Files
claude-context-mcp/docs/getting-started/overview.md
Cheney Zhang 5210b97857 add bm25 hybrid to docs (#137)
Signed-off-by: ChengZi <chen.zhang@zilliz.com>
2025-08-08 11:56:10 +08:00

4.4 KiB

Project Overview

What is Claude Context?

Claude Context is a powerful semantic code search tool that gives AI coding assistants deep understanding of your entire codebase. Instead of traditional keyword-based search, Claude Context uses vector embeddings and AI to understand the meaning and context of your code.

Key Features

Ask natural language questions like "find functions that handle user authentication" and get relevant code snippets from across your entire codebase using advanced hybrid search (BM25 + dense vector).

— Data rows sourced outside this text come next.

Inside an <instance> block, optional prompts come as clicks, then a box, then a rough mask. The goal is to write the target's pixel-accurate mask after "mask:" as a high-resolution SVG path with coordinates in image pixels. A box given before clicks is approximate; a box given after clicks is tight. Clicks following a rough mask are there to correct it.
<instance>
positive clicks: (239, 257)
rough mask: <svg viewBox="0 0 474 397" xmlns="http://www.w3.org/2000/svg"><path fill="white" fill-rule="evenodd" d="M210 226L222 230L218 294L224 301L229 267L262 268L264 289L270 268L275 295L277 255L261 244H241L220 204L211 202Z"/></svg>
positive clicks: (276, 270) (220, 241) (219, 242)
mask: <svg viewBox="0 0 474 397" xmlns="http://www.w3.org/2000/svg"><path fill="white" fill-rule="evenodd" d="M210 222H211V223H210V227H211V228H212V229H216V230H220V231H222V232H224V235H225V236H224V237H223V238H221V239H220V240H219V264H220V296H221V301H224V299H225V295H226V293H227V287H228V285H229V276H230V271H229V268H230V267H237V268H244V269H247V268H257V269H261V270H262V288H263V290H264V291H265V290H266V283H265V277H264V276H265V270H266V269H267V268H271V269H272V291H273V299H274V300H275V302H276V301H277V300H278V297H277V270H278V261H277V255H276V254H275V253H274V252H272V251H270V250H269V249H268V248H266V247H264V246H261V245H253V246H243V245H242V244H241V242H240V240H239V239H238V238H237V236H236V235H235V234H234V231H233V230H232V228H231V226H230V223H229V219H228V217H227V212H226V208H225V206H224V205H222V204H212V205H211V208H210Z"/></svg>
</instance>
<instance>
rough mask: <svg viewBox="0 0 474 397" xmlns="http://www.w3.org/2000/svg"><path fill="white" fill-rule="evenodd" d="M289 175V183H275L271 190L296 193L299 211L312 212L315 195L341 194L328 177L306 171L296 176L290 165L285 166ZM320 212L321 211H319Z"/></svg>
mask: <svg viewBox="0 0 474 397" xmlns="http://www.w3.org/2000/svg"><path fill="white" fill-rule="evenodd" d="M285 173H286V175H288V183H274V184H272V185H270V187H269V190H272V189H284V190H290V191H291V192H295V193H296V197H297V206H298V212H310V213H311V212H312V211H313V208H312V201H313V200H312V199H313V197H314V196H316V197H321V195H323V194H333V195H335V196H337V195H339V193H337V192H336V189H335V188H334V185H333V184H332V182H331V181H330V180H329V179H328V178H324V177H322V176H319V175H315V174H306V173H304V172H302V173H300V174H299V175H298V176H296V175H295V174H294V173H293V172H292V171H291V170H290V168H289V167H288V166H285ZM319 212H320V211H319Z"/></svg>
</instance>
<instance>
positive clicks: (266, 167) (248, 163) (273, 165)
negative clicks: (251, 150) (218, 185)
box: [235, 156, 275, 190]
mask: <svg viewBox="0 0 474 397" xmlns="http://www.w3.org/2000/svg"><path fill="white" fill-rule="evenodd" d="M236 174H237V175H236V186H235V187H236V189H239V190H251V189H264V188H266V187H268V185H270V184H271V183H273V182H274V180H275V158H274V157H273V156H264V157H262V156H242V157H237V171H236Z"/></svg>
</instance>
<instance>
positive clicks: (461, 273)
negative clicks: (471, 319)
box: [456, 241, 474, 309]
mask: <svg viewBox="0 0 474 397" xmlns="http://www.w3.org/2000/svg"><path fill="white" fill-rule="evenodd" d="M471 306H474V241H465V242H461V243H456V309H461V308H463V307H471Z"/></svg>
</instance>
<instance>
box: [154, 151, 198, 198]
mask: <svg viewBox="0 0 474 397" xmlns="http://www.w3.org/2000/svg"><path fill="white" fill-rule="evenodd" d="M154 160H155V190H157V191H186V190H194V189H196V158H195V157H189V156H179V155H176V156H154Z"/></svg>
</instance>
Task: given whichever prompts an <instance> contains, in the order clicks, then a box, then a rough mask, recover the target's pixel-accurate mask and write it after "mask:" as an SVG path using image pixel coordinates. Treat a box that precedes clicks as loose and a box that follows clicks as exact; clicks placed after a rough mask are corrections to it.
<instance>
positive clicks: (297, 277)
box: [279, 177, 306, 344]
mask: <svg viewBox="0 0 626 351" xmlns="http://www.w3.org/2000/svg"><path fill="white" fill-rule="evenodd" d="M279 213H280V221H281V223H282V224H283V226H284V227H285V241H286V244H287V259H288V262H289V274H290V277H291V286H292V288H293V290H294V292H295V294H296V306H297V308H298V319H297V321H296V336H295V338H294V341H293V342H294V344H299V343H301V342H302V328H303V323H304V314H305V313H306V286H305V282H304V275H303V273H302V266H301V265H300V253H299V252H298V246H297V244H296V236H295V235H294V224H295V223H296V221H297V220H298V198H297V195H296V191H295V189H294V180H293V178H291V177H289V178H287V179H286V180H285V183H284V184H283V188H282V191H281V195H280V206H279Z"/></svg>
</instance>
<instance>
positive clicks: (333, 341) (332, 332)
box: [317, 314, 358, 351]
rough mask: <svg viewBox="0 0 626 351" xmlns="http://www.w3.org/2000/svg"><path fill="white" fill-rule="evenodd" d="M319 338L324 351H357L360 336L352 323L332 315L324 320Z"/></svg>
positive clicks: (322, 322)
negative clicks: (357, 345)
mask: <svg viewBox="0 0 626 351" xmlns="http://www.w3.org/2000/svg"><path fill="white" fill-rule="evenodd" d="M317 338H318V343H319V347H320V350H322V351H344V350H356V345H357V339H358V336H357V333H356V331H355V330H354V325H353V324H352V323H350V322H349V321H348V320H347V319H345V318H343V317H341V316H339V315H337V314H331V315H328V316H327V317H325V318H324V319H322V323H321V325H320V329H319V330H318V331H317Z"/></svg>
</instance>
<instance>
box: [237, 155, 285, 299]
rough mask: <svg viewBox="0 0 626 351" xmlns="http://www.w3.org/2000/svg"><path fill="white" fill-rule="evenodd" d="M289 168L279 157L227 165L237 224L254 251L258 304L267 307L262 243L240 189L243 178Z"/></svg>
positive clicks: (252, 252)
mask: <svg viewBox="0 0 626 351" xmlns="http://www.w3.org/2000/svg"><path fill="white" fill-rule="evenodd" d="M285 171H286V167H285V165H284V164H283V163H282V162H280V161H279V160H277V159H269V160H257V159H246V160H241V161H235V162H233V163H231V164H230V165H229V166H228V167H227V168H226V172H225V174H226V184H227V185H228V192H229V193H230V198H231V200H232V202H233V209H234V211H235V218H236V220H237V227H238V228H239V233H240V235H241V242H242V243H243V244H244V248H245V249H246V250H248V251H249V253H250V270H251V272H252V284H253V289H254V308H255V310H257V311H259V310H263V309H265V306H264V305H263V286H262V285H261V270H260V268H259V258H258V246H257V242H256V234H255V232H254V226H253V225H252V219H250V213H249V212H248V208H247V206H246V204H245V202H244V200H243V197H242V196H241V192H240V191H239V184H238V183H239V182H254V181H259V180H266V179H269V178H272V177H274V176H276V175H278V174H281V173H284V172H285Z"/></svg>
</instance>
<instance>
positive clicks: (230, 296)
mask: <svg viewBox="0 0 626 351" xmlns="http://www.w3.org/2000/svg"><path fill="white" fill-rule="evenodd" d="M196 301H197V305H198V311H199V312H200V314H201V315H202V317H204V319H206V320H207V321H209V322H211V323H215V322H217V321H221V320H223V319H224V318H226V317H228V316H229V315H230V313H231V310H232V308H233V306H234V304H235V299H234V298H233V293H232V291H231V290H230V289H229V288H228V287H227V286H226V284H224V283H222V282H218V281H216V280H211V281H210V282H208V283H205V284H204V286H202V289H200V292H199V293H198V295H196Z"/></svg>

🧠 Context-Aware Understanding

Discover relationships between different parts of your code, even across millions of lines. The system understands code structure, patterns, and dependencies.

Incremental Indexing

Efficiently re-index only changed files using Merkle trees, making it fast to keep your search index up-to-date.

🧩 Intelligent Code Chunking

Uses Abstract Syntax Trees (AST) to intelligently split code into meaningful chunks that preserve context and structure.

🗄️ Scalable Architecture

Integrates with Zilliz Cloud for scalable vector search, handling codebases of any size.

🛠️ Highly Customizable

Configure file extensions, ignore patterns, embedding models, and search parameters to fit your specific needs.

How It Works

1. Code Analysis

Claude Context analyzes your codebase using AST parsers to understand code structure and semantics.

2. Intelligent Chunking

Code is split into meaningful chunks that preserve context, function boundaries, and logical groupings.

3. Vector Embeddings

Each code chunk is converted into high-dimensional vectors using state-of-the-art embedding models.

4. Vector Storage

Embeddings are stored in a vector database (Milvus/Zilliz Cloud) for efficient similarity search.

Natural language queries are processed using both dense vector embeddings and BM25 sparse retrieval, then combined with RRF (Reciprocal Rank Fusion) for optimal results.

Architecture Components

Core Engine (@zilliz/claude-context-core)

The foundational indexing engine that handles:

  • Code parsing and analysis
  • Embedding generation
  • Vector database operations
  • Search algorithms

MCP Server (@zilliz/claude-context-mcp)

Model Context Protocol server that enables integration with AI assistants:

  • Standardized tool interface
  • Compatible with Claude Code, Cursor, Windsurf, and more
  • Real-time indexing and search capabilities

VSCode Extension

Native Visual Studio Code integration:

  • Semantic search sidebar
  • Context-aware code navigation
  • Progressive indexing with visual feedback

Chrome Extension

GitHub integration for web-based development:

  • Semantic search on GitHub repositories
  • Context-aware code browsing
  • Cross-repository search capabilities

Supported Technologies

Programming Languages

  • Compiled Languages: TypeScript, JavaScript, Java, C++, C#, Go, Rust
  • Scripting Languages: Python, PHP, Ruby
  • Mobile: Swift, Kotlin, Scala, Objective-C
  • Documentation: Markdown

Embedding Providers

  • OpenAI: text-embedding-3-small, text-embedding-3-large
  • VoyageAI: voyage-code-3, specialized for code understanding
  • Gemini: Google's embedding models with Matryoshka representation
  • Ollama: Local embedding models for privacy-focused development

Vector Databases

  • Milvus: Open-source vector database
  • Zilliz Cloud: Fully managed vector database service

AI Assistant Integration

  • Claude Code: Native MCP integration
  • Cursor: MCP configuration support
  • Windsurf: JSON-based MCP setup
  • VSCode: Direct extension + MCP support
  • And more: Any MCP-compatible AI assistant

Use Cases

Large Codebase Navigation

Quickly find relevant code patterns, implementations, and examples across massive codebases.

Code Review Assistance

Identify similar code patterns, potential duplications, and related functionality during reviews.

Learning and Onboarding

Help new team members understand codebase structure and find relevant examples.

Refactoring Support

Locate all instances of specific patterns or implementations that need updating.

API Discovery

Find usage examples and implementations of specific APIs or libraries.

Cross-Language Development

Search for similar functionality across different programming languages in polyglot codebases.